Im größten Ortsteil der alten Hansestadt, in Pretzier, trat am Montagabend ein ziemlich verstimmter Rat zusammen. „Viele Sachen mit der Stadt laufen nicht“, brachte es Ortsbürgermeister Herbert Schulze auf den Punkt. Ein Satz, der nicht nur während der Ortschaftsratssitzungen in Pretzier des Öfteren fällt.

Pretzier - Und so kam der Unmut schon bei der Durchsicht der Protokolle auf. Wie hatte Bürgermeisterin Sabine Blümel den Ortschaftsräten ins Hausaufgabenheft geschrieben: „Was nicht im Protokoll steht, kann auch nicht erledigt werden.“ So weit, so gut. Doch wenn die gleichen Dinger immer wieder in den Protokollen auftauchen und nichts passiert, dann stößt das bei den Abgeordneten sauer auf.
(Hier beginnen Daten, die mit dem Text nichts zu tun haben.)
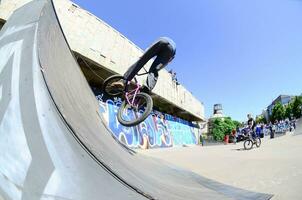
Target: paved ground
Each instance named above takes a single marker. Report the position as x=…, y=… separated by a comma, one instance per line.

Bestes Beispiel: In Pretzier gibt es Probleme mit den Straßenlampen. Und zwar zwischen dem Bäcker und einem Vier-Wohneinheiten-Block, der der Agrarerzeugergemeinschaft (AEG) Pretzier gehört. Dort sind gleich drei Lampen kaputt. Das hatten die Pretzierer schon Anfang Dezember gemeldet und zur Antwort bekommen, dass dies bis Weihnachten geregelt sein soll, resümierte Herbert Schulze. Bis Montag war immer noch nichts geschehen. Allerdings würden die Anwohner bei AEG-Chef und Ratsherrn Frank Pieper fast täglich über die dunkele Gefahrenstelle klagen, besonders wegen der Kinder. Er selbst habe dort schon Beinahe-Unfälle beobachtet, berichtete der Ratsherr. Der Bürgermeister sieht dort das Wohl und das Leben seiner Einwohner gefährdet und blickt zornig in Richtung Stadt.

Rat: Jetzt schon ausschreiben

Das nächste Problem: die Krähen auf dem Parkplatz an der B 190. Schulze wie die Anwohner klagen über die „enorme Lärm- und Dreckbelästigung“. Niemand traue sich wegen des herabfallenden Kotes und der trockenen Äste, die zu Boden fallen, dort noch sein Auto abzustellen. Ein Problem, dass schon Jahre existiert.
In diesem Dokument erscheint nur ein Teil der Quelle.